De fait, la biographie de Duras la préparait à admirer les déplacements, source d’ailleurs ; son enfance en Indochine a fait d’elle une déracinée aimant les exilés et les voyageurs impénitents. Deux femmes, dont elle a été une lectrice assidue, Emily Dickinson et Virginia Woolf, font toutefois exception à la règle. L’une comme l’autre, par leur appartenance à la bourgeoisie, ayant pu bénéficier d’une « chambre à elles », auront accès aux voyages littéraires induits par la lecture des plus grands écrivains. L’imaginaire, seul, leur permettra de franchir de multiples frontières.
Dans un texte intitulé Who’s Afraid of Marguerite Duras?, Virginie Podvin interroge les affinités partagées par Woolf et Duras, deux femmes qui, en apparence, ne se ressemblent pas et qui pourtant paraissent partager une conception semblable de l’écriture et des conditions matérielles nécessaires à son surgissement.

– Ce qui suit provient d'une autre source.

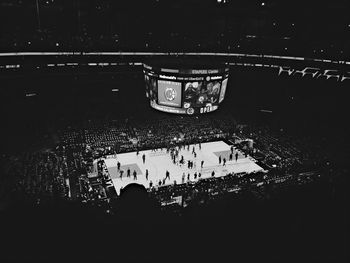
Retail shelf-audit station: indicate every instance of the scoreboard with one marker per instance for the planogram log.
(185, 90)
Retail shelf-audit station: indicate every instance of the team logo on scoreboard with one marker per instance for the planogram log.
(190, 111)
(170, 94)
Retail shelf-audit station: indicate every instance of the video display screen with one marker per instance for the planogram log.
(201, 92)
(185, 91)
(169, 93)
(151, 87)
(223, 90)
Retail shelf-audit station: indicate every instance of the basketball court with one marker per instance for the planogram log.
(157, 162)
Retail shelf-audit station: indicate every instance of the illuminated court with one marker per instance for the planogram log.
(157, 162)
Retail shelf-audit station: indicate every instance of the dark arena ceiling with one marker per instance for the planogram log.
(303, 28)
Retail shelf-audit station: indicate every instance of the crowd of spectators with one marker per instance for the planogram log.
(66, 170)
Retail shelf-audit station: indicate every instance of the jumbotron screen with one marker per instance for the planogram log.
(185, 91)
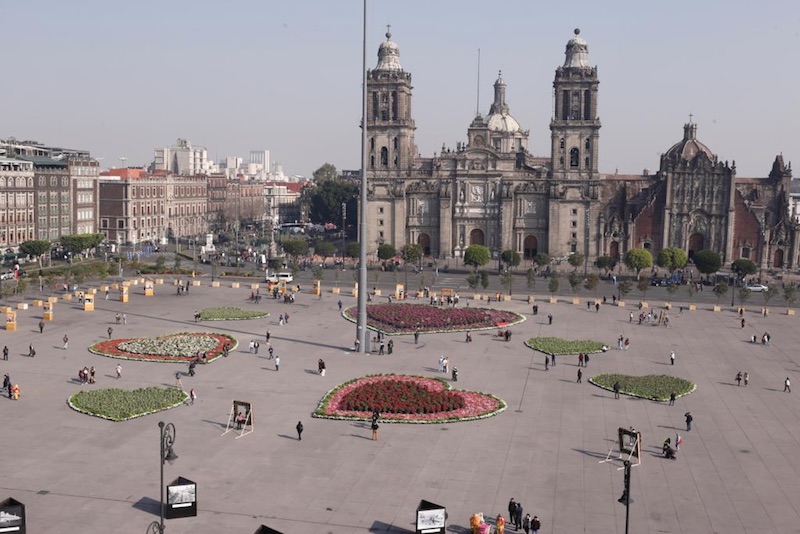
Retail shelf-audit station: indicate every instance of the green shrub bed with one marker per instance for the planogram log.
(121, 404)
(230, 314)
(558, 346)
(653, 387)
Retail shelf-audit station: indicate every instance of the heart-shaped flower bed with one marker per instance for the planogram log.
(121, 405)
(653, 387)
(182, 347)
(406, 399)
(401, 318)
(557, 346)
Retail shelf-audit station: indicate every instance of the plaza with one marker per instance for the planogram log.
(736, 472)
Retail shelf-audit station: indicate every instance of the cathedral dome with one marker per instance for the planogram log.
(388, 54)
(689, 147)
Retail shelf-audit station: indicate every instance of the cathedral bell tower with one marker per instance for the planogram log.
(390, 128)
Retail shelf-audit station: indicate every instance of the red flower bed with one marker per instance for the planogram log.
(406, 399)
(400, 318)
(111, 348)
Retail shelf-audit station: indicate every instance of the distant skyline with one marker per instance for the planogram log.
(121, 79)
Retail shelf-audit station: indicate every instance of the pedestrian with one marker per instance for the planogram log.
(375, 428)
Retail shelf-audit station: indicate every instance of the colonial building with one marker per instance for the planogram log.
(491, 191)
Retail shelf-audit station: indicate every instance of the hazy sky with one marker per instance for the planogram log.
(121, 78)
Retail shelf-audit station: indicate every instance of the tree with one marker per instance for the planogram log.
(624, 288)
(476, 256)
(720, 290)
(638, 259)
(324, 173)
(552, 287)
(35, 248)
(575, 281)
(511, 258)
(591, 282)
(530, 279)
(386, 251)
(790, 294)
(326, 249)
(707, 261)
(607, 263)
(352, 250)
(575, 259)
(295, 246)
(672, 259)
(541, 259)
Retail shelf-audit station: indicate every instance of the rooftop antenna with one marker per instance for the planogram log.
(478, 100)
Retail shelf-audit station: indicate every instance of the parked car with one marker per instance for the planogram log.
(757, 288)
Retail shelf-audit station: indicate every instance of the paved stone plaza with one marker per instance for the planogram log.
(736, 472)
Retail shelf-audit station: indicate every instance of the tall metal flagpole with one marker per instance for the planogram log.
(362, 212)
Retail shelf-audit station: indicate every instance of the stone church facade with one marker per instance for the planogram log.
(491, 191)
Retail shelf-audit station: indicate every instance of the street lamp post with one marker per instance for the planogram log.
(167, 455)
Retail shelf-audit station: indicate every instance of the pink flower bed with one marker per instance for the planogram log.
(401, 318)
(475, 405)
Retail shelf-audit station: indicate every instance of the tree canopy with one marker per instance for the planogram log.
(707, 261)
(672, 258)
(476, 256)
(638, 259)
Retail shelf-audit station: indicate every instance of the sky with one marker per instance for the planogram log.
(122, 78)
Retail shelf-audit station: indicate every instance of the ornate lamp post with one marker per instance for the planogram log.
(167, 455)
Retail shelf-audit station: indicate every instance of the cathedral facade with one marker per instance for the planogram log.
(491, 191)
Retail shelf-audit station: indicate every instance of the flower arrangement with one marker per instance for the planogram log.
(120, 405)
(226, 313)
(406, 399)
(181, 347)
(402, 318)
(653, 387)
(558, 346)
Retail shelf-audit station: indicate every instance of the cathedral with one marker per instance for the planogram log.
(491, 191)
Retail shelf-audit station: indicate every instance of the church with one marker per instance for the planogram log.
(492, 191)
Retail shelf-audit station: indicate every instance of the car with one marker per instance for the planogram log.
(757, 288)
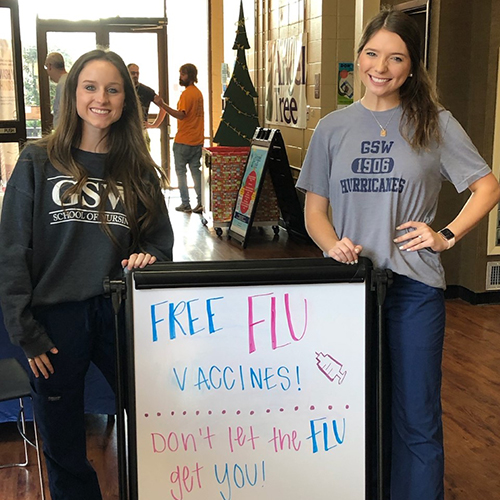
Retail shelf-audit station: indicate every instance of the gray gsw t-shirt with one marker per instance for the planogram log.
(376, 183)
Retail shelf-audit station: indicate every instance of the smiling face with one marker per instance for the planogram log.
(100, 97)
(184, 80)
(133, 69)
(384, 65)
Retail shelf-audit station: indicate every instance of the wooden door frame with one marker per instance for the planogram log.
(15, 130)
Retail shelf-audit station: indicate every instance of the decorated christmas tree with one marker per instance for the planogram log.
(239, 119)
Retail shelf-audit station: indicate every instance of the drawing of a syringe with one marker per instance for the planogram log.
(330, 367)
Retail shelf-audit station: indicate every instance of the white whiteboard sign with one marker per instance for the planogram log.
(253, 392)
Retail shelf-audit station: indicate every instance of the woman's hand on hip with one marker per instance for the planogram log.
(345, 251)
(421, 237)
(42, 365)
(138, 260)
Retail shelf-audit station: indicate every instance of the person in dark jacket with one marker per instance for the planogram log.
(81, 204)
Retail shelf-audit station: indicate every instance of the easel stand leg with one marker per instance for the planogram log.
(382, 281)
(116, 290)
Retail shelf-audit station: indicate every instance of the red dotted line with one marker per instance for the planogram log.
(239, 412)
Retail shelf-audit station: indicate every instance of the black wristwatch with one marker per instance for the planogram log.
(448, 235)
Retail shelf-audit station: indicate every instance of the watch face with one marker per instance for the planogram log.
(447, 233)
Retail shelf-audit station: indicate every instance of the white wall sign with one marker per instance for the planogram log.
(286, 82)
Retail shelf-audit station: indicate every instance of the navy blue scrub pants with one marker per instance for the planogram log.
(414, 325)
(82, 332)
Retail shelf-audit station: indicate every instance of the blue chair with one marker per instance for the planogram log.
(14, 384)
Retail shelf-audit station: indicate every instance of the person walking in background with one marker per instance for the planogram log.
(189, 139)
(81, 204)
(146, 96)
(54, 65)
(379, 164)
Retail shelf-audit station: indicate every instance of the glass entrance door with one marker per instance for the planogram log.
(139, 41)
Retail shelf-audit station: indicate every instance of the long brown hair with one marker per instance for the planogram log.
(127, 161)
(419, 122)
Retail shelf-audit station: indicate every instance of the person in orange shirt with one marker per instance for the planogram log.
(190, 135)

Comment terminer ce dossier sans dire un mot de la réception de l’œuvre ? C’est à la réception en ligne du best-seller de Duras, The Lover – la version anglaise de L’Amant – , par des « prosumers », ceux qui représentent ce nouveau lecteur devenu à la fois le « producteur » et le « consommateur » de l’œuvre, que s’est consacré Mattias Aronsson.
Ce dont porte témoignage l’ensemble des études, c’est que l’écriture durassienne n’est pensable que dans un rapport à ses différentes altérités. Le monde anglo-saxon, s’il n’est pas le seul autre du monde durassien, en a constitué indéniablement une part essentielle. Le bilinguisme de ce dossier donne à entendre que les Anglo-américains se sont reconnus dans une œuvre qui, subrepticement a rendu hommage à certaines de leurs légendes : Emily Dickinson, Ernest Hemingway, Henry James, Virginia Woolf, Charlie Chaplin et Charles Laughton.